Food availability and larval density-dependent competition differentially impact Wolbachia pipientis (Rickettsiales: Rickettsiaceae) transinfected Aedes aegypti
Chun (Jessica) Cheng, Sebastián Duran-Ahumada, Abdiel Martin-Park, Yamili Contreras-Perera, Gabriela González-Olvera, Azael Che-Mendoza, Pablo Manrique-Saide, Gonzalo M Vazquez-ProkopecAbstract
Two Wolbachia pipientis (Hertig, 1936) strains, wAlbB and wMel, are currently used for the biocontrol of Aedes aegypti (Linnaeus, 1762) and urban arboviral diseases.

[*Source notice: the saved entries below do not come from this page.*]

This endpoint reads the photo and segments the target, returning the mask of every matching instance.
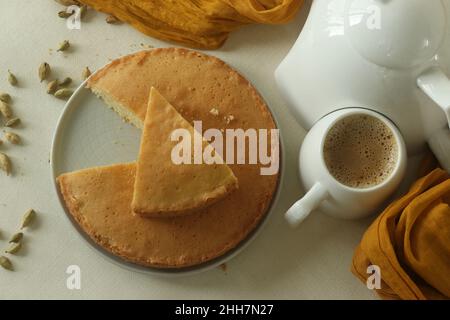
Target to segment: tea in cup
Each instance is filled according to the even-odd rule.
[[[389,119],[347,108],[313,126],[299,161],[301,182],[309,191],[286,213],[293,226],[315,209],[344,219],[372,214],[401,183],[407,154]]]

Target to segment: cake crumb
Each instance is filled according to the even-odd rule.
[[[219,268],[223,271],[223,272],[227,272],[228,270],[228,266],[226,263],[222,263]]]
[[[219,110],[217,110],[217,108],[212,108],[211,110],[209,110],[209,113],[216,117],[219,116]]]
[[[224,117],[224,120],[227,122],[227,124],[230,124],[234,120],[234,116],[232,114],[229,114]]]

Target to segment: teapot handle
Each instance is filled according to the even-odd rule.
[[[417,85],[442,108],[450,128],[450,79],[441,69],[433,67],[419,76]],[[428,144],[440,164],[450,172],[450,130],[436,128],[436,132],[428,139]]]
[[[444,110],[450,127],[450,79],[441,69],[433,67],[419,76],[417,84]]]

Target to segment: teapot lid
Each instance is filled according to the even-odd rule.
[[[346,6],[352,46],[383,67],[412,68],[433,59],[446,34],[442,0],[351,0]]]

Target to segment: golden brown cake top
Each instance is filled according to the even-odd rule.
[[[144,266],[180,268],[234,248],[258,222],[271,194],[257,201],[224,201],[175,218],[133,214],[135,164],[90,168],[58,178],[66,207],[100,246]]]
[[[222,60],[192,50],[139,51],[97,71],[87,86],[109,95],[141,122],[155,87],[191,124],[202,120],[205,130],[275,128],[265,102],[243,76]]]
[[[173,140],[177,130],[189,143]],[[226,164],[194,163],[194,141],[203,149],[208,142],[194,130],[169,102],[155,89],[150,92],[147,116],[137,161],[132,209],[147,217],[186,215],[224,198],[238,187],[238,181]],[[187,163],[176,163],[173,152],[190,153]],[[183,160],[183,159],[181,159]],[[223,162],[223,159],[220,158]]]
[[[276,128],[245,78],[217,58],[185,49],[155,49],[118,59],[93,75],[89,87],[119,101],[141,123],[155,87],[190,123],[201,120],[204,130]],[[230,165],[238,190],[192,215],[167,219],[132,214],[134,165],[69,173],[59,183],[70,213],[94,241],[142,265],[179,268],[223,255],[255,229],[271,205],[279,177],[261,175],[262,167]]]

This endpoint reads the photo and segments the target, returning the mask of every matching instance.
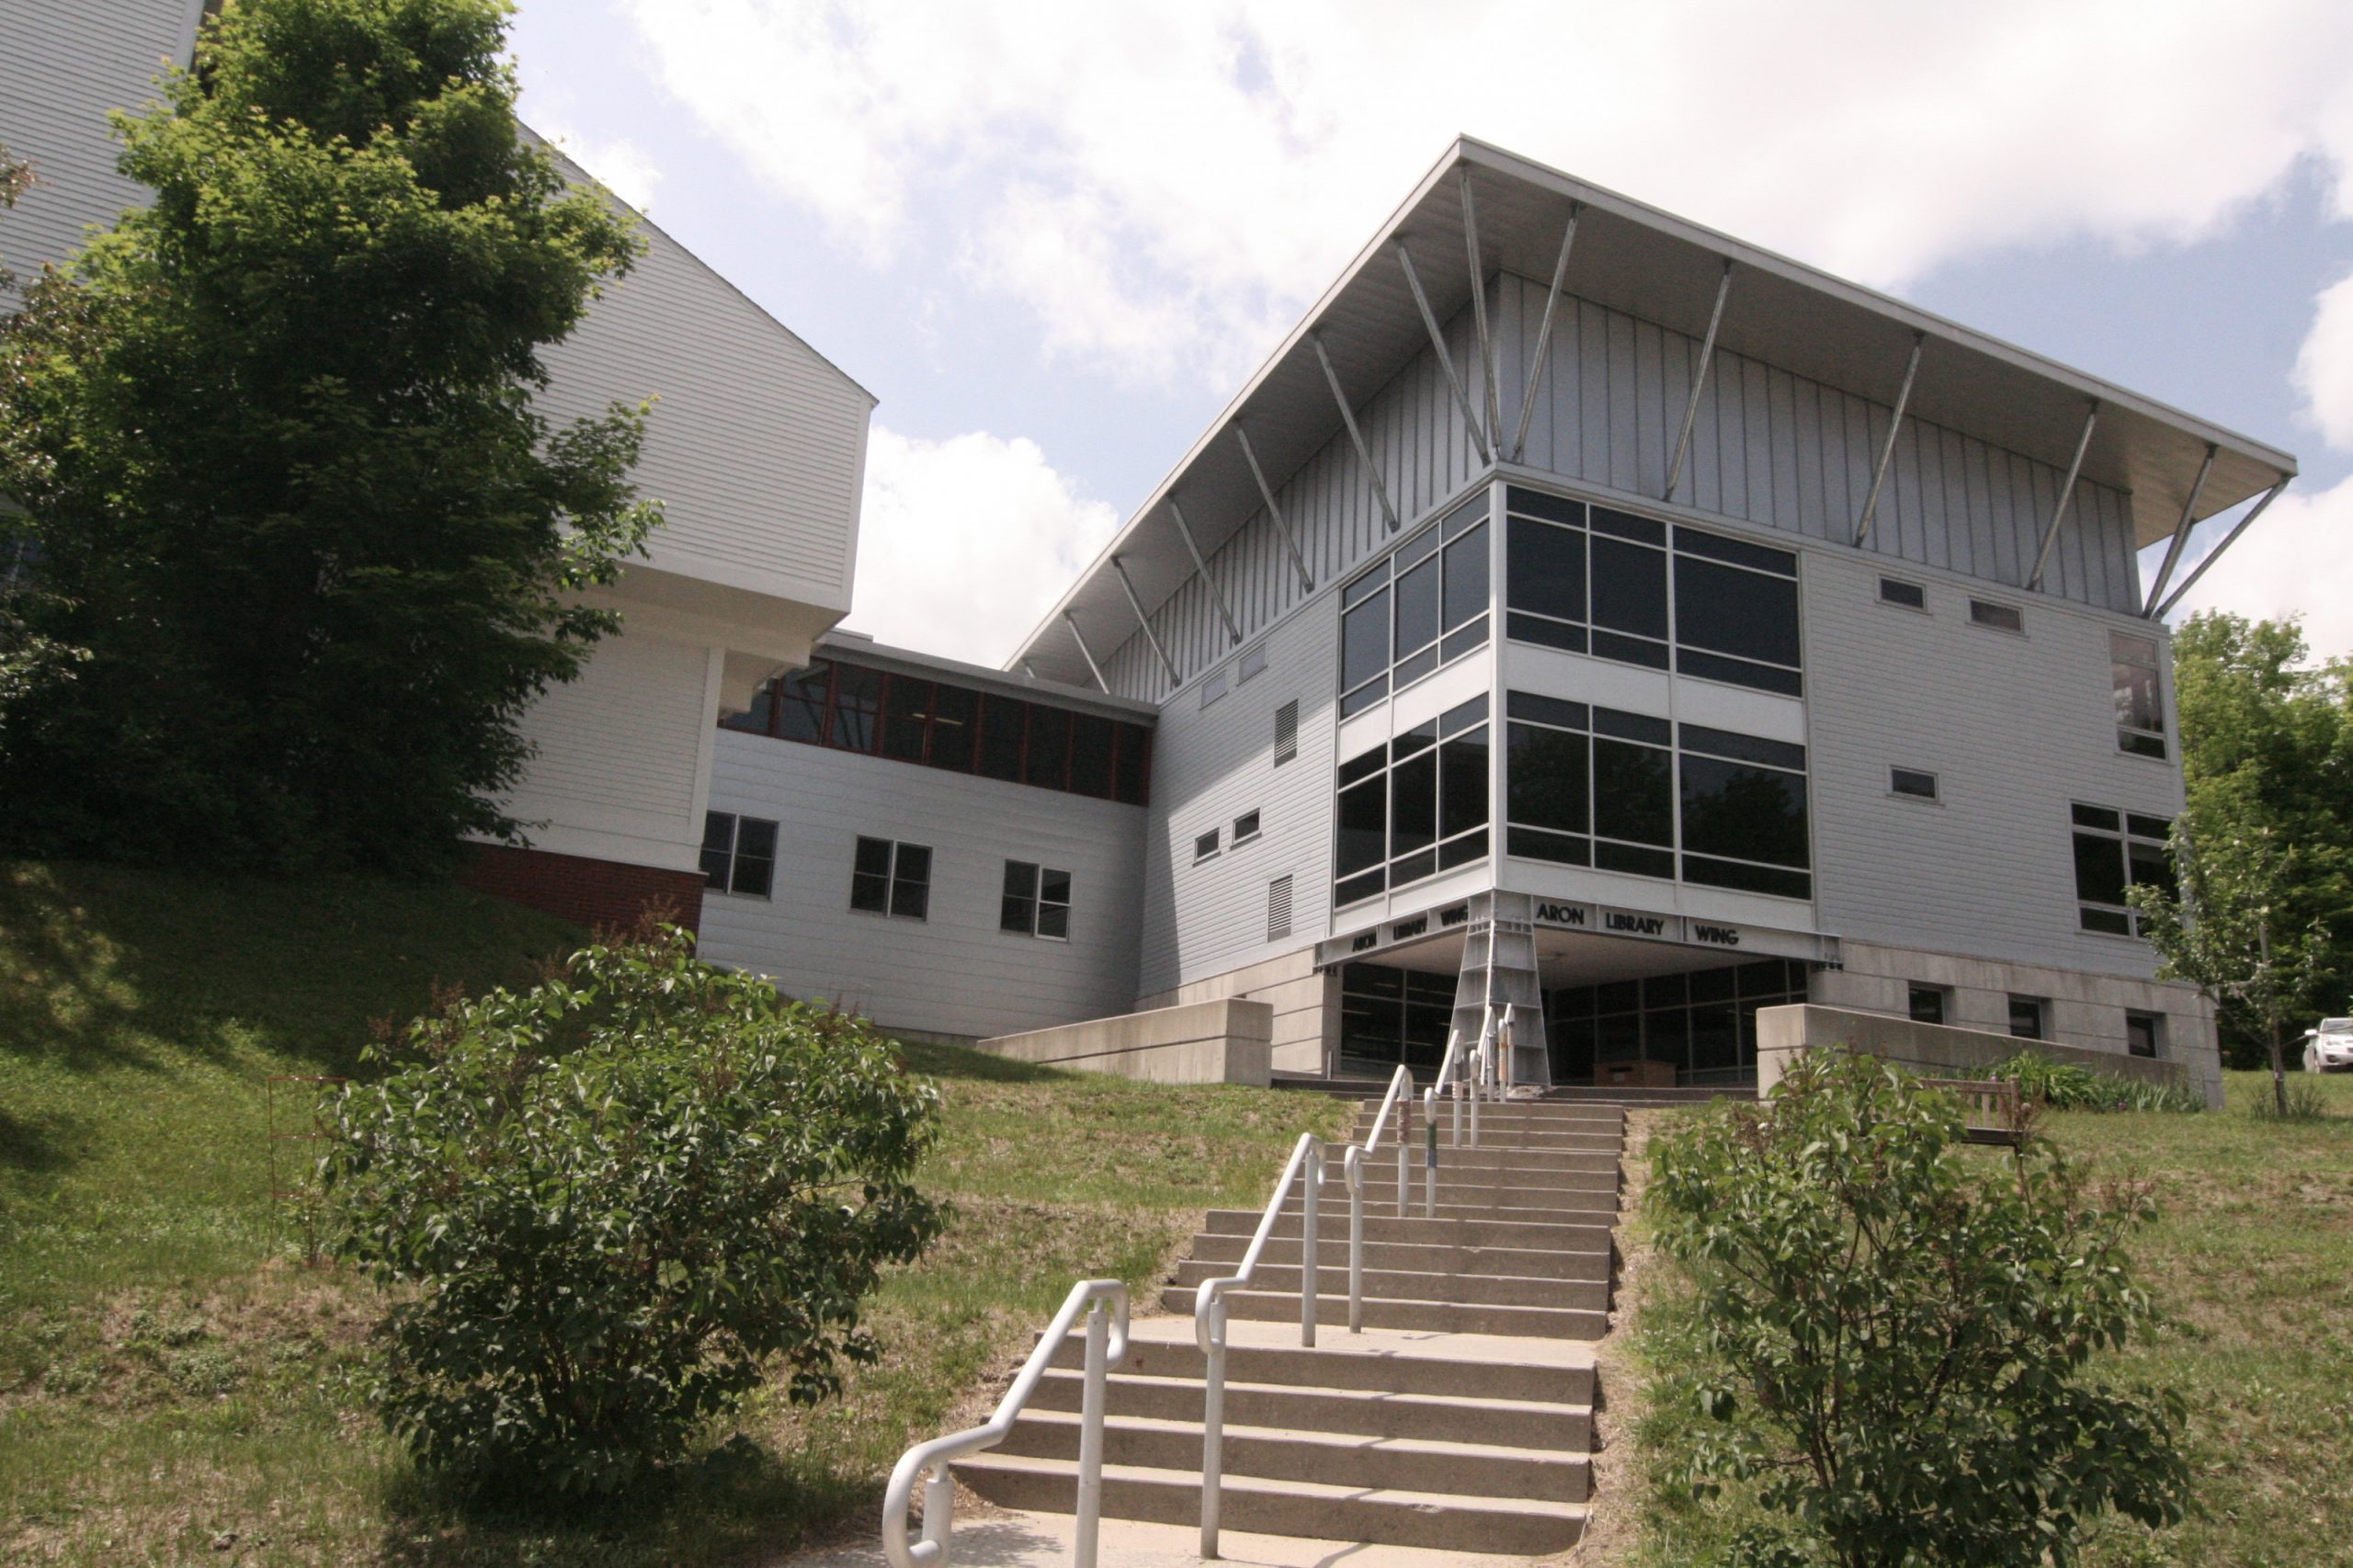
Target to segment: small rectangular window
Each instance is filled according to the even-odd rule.
[[[1050,942],[1070,940],[1070,873],[1051,867],[1038,873],[1038,935]]]
[[[1211,670],[1210,672],[1209,678],[1201,682],[1201,706],[1207,708],[1211,703],[1215,702],[1219,698],[1223,697],[1224,695],[1225,672],[1223,670]]]
[[[1275,766],[1280,767],[1299,755],[1299,699],[1291,699],[1275,710]]]
[[[1253,676],[1264,675],[1266,670],[1267,645],[1261,642],[1255,648],[1245,648],[1233,667],[1233,684],[1240,686]]]
[[[2043,1010],[2046,1004],[2040,996],[2010,998],[2010,1033],[2019,1040],[2041,1040]]]
[[[1898,795],[1911,795],[1923,801],[1937,798],[1937,776],[1917,767],[1889,768],[1887,787]]]
[[[1945,1021],[1945,988],[1941,985],[1915,985],[1905,1002],[1906,1010],[1915,1024],[1941,1024]]]
[[[702,819],[702,877],[717,892],[768,896],[776,875],[777,824],[733,812],[707,812]]]
[[[2124,1015],[2124,1049],[2134,1056],[2155,1056],[2163,1033],[2163,1021],[2154,1013]]]
[[[1257,836],[1258,813],[1256,812],[1245,812],[1233,819],[1233,842],[1236,845],[1247,844]]]
[[[1984,599],[1969,601],[1969,619],[1979,626],[1990,626],[1996,631],[2024,631],[2026,617],[2016,605],[1997,605]]]
[[[2157,640],[2108,634],[2109,684],[2116,699],[2116,744],[2135,756],[2165,755],[2165,709]]]
[[[1193,840],[1193,860],[1196,864],[1217,853],[1217,835],[1218,830],[1211,828]]]
[[[928,919],[931,913],[931,850],[888,838],[858,841],[850,863],[849,906],[868,915],[903,920]]]
[[[1888,604],[1902,605],[1905,609],[1928,608],[1928,590],[1901,577],[1881,577],[1879,580],[1879,597]]]
[[[1038,928],[1038,868],[1027,860],[1005,863],[1005,896],[997,929],[1027,937]]]
[[[1277,877],[1267,884],[1267,940],[1279,942],[1290,935],[1290,878]]]

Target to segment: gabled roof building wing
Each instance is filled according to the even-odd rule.
[[[1444,360],[1431,352],[1438,338]],[[1381,401],[1417,374],[1428,384],[1405,389],[1415,407],[1401,426]],[[1765,440],[1744,426],[1776,415],[1823,426],[1811,484],[1725,472],[1722,445],[1752,443],[1761,456]],[[1309,504],[1290,494],[1302,471],[1334,458],[1379,518],[1360,548],[1346,527],[1329,540],[1284,515],[1287,499]],[[1239,601],[1266,589],[1219,559],[1245,526],[1269,532],[1287,606],[1441,499],[1433,468],[1461,481],[1491,460],[2132,612],[2151,608],[2135,551],[2296,472],[2260,442],[1464,138],[1010,667],[1087,681],[1090,663],[1108,670],[1150,612],[1145,641],[1160,652],[1135,662],[1157,669],[1158,690],[1181,684],[1195,672],[1172,673],[1184,635],[1172,599],[1201,597],[1229,645],[1261,624],[1243,624],[1252,618]],[[1944,506],[1922,491],[1947,486],[1956,512],[1988,514],[1984,548],[1967,559],[1938,559],[1916,516]],[[2170,562],[2165,575],[2153,585],[2177,592]],[[1149,679],[1122,689],[1157,695]]]

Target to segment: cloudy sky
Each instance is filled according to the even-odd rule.
[[[2344,0],[521,0],[514,46],[881,398],[886,641],[1002,660],[1468,132],[2295,452],[2191,608],[2353,653]]]

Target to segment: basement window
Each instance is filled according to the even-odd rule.
[[[1201,835],[1199,838],[1193,840],[1193,863],[1195,865],[1198,866],[1204,860],[1214,859],[1216,858],[1217,835],[1218,830],[1216,828],[1211,828],[1207,833]]]
[[[1233,819],[1233,844],[1235,848],[1240,848],[1243,845],[1249,843],[1252,839],[1257,836],[1258,813],[1256,812],[1245,812],[1240,816]]]
[[[2026,631],[2026,617],[2018,613],[2018,606],[1997,605],[1990,599],[1970,600],[1969,620],[1972,626],[1990,627],[1995,631],[2023,634]]]
[[[850,867],[849,906],[867,915],[929,919],[930,846],[861,836]]]
[[[1887,770],[1887,789],[1890,794],[1933,801],[1937,798],[1937,776],[1918,767],[1891,767]]]
[[[714,892],[768,896],[776,874],[776,824],[733,812],[702,819],[702,876]]]

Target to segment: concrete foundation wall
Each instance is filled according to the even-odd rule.
[[[1276,1072],[1332,1071],[1340,1039],[1339,978],[1316,969],[1313,948],[1141,996],[1136,1006],[1172,1007],[1226,998],[1263,1002],[1273,1011]]]
[[[1160,1007],[979,1042],[992,1056],[1110,1073],[1154,1084],[1271,1081],[1268,1039],[1275,1010],[1264,1002],[1222,1000]]]
[[[1780,1081],[1790,1059],[1817,1047],[1845,1046],[1865,1055],[1884,1058],[1930,1077],[1983,1077],[1997,1062],[2031,1050],[2054,1061],[2105,1073],[2111,1077],[2143,1083],[2186,1083],[2219,1109],[2222,1081],[2219,1072],[2201,1072],[2195,1060],[2128,1056],[2121,1050],[2086,1050],[2048,1040],[2023,1040],[1990,1029],[1955,1028],[1945,1024],[1915,1024],[1885,1013],[1857,1012],[1845,1007],[1797,1006],[1766,1007],[1756,1015],[1756,1092],[1770,1092]],[[2211,1057],[2208,1058],[2211,1064]]]

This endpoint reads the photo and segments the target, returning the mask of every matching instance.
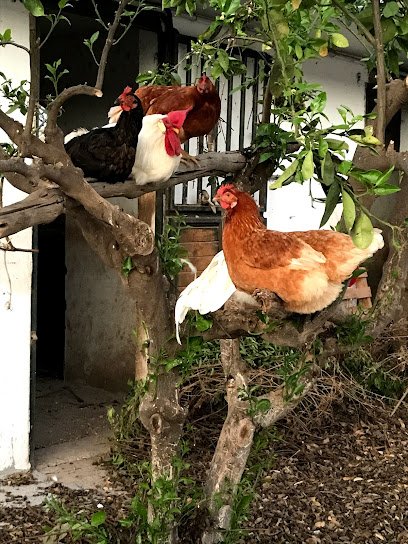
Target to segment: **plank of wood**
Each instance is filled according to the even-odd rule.
[[[189,227],[183,229],[181,242],[214,242],[218,240],[218,228],[214,227]]]
[[[186,242],[181,244],[188,252],[190,259],[195,257],[214,257],[219,251],[218,242]]]
[[[371,298],[370,287],[368,285],[357,285],[356,283],[351,287],[347,287],[343,299],[348,300],[351,298]]]

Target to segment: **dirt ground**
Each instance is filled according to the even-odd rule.
[[[390,418],[382,407],[361,410],[352,403],[333,407],[329,417],[308,428],[296,415],[284,421],[280,439],[262,453],[274,461],[257,481],[239,542],[408,543],[407,422],[406,409]],[[102,506],[110,524],[125,515],[130,500],[108,476],[96,490],[52,484],[48,492],[83,515]],[[0,543],[43,542],[44,528],[55,524],[55,516],[23,496],[17,506],[11,504],[0,506]],[[117,534],[115,542],[130,544],[134,536]]]

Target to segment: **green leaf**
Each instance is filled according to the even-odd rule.
[[[298,159],[295,159],[292,164],[290,164],[284,172],[278,177],[276,181],[271,183],[269,186],[269,189],[280,189],[283,185],[283,183],[293,176],[293,174],[296,172],[298,167],[299,161]]]
[[[213,322],[211,319],[206,319],[204,316],[197,313],[195,322],[194,322],[194,327],[198,331],[200,332],[208,331],[208,329],[211,329],[212,326],[213,326]]]
[[[343,176],[347,176],[352,166],[353,166],[353,161],[341,161],[341,163],[337,167],[337,171],[339,172],[339,174],[343,174]]]
[[[381,27],[384,43],[387,44],[397,35],[397,27],[392,19],[382,19]]]
[[[261,164],[261,162],[267,161],[268,159],[270,159],[274,155],[275,155],[275,153],[273,151],[266,151],[265,153],[261,153],[261,155],[259,157],[259,164]]]
[[[374,229],[370,218],[364,212],[360,212],[351,232],[354,244],[360,249],[366,249],[374,238]]]
[[[106,512],[104,510],[98,510],[98,512],[95,512],[92,514],[91,517],[91,525],[93,527],[99,527],[100,525],[103,525],[106,521]]]
[[[303,50],[298,43],[295,45],[295,54],[298,60],[300,60],[303,57]]]
[[[361,141],[366,145],[381,145],[381,142],[375,136],[364,136]]]
[[[391,173],[392,169],[381,172],[381,170],[360,170],[359,168],[352,168],[349,172],[353,178],[369,186],[377,186],[387,182]]]
[[[237,11],[237,9],[239,8],[240,5],[241,5],[241,0],[232,0],[232,2],[230,3],[228,9],[225,11],[225,14],[226,15],[235,15],[235,12]]]
[[[122,263],[122,274],[128,277],[134,267],[135,266],[133,264],[132,257],[127,256],[126,259]]]
[[[329,149],[329,144],[326,142],[324,138],[320,136],[319,138],[319,157],[323,159],[327,153],[327,150]]]
[[[222,49],[218,51],[218,62],[220,63],[220,66],[224,72],[227,72],[229,67],[229,57],[228,54]]]
[[[211,68],[211,76],[213,79],[218,79],[223,74],[223,69],[220,66],[219,62],[214,62]]]
[[[339,34],[338,32],[334,32],[331,35],[331,41],[332,41],[332,44],[335,45],[336,47],[349,46],[348,39],[345,36],[343,36],[343,34]]]
[[[348,143],[344,140],[335,140],[333,138],[326,138],[326,142],[329,146],[329,149],[333,151],[348,150]]]
[[[385,183],[381,185],[380,187],[376,186],[374,188],[374,194],[377,196],[387,196],[391,195],[392,193],[398,193],[401,189],[397,187],[396,185],[391,185],[390,183]]]
[[[302,176],[303,179],[310,179],[313,176],[314,164],[313,164],[313,151],[310,149],[306,153],[306,157],[302,164]]]
[[[334,181],[334,165],[331,153],[328,151],[322,160],[322,181],[325,185],[331,185]]]
[[[343,199],[344,224],[346,225],[347,232],[350,232],[356,220],[356,205],[352,197],[344,189],[341,192],[341,196]]]
[[[335,207],[339,203],[341,187],[337,180],[330,185],[329,192],[326,197],[326,206],[324,208],[324,214],[322,220],[320,221],[320,227],[325,225],[330,219],[331,214],[334,212]],[[319,228],[320,228],[319,227]]]
[[[271,408],[271,401],[268,399],[259,399],[256,402],[256,411],[264,414]]]
[[[392,176],[392,173],[394,172],[394,167],[391,166],[386,172],[383,173],[382,176],[380,176],[377,180],[376,186],[378,185],[384,185]]]
[[[4,31],[2,41],[3,42],[11,41],[11,29],[10,28],[6,28],[6,30]]]
[[[92,34],[92,36],[89,38],[89,43],[90,43],[91,45],[93,45],[93,44],[96,42],[96,40],[97,40],[98,38],[99,38],[99,30],[97,30],[96,32],[94,32],[94,33]]]
[[[310,110],[313,113],[321,113],[324,108],[326,107],[327,102],[327,94],[326,93],[319,93],[311,102],[310,102]]]
[[[34,17],[42,17],[44,15],[44,6],[41,0],[23,0],[23,4]]]
[[[383,9],[383,15],[384,17],[394,17],[394,15],[397,15],[399,11],[399,7],[397,2],[387,2]]]

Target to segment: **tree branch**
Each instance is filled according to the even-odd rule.
[[[384,43],[381,27],[380,0],[372,0],[374,34],[375,34],[375,51],[377,64],[377,127],[376,136],[380,142],[384,143],[385,138],[385,112],[386,112],[386,89],[385,89],[385,59],[384,59]]]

As Wolbachia-infected mosquitoes are released into heterogeneous environmental conditions, the ability of Wolbachia to propagate is strongly dependent on external factors potentially influencing mosquito fitness. A fully-factorial laboratory experiment was conducted to comparatively assess the effects of larval food availability and conspecific density on the fitness of Ae. aegypti mosquitoes infected with wAlbB and wMel, compared to an uninfected wild-type mosquito line. Outcomes measured included adult survivorship, wing length, and Wolbachia relative density. Generalized linear and mixed-effects models evaluated overall and interactive effects of food availability and larval density on mosquito performance, fitness, and Wolbachia infection. Wolbachia-infected mosquitoes, particularly those infected with the wAlbB strain, were more sensitive to environmental stressors than wild-type mosquitoes. A significant 3-way interaction showed that the combination of high larval density and limited food imposed the greatest fitness costs, especially in wAlbB-infected individuals. While no significant differences in body size were observed between the 2 Wolbachia-infected emerging adults, wAlbB-infected mosquitoes exhibited greater variation in Wolbachia relative density across treatments. These findings suggest that ecological constraints such as limited resources and increased larval competition may differentially impact Wolbachia strains and the outcomes of field releases. These insights are essential for optimizing deployment and predicting the success of such interventions in variable real-world settings.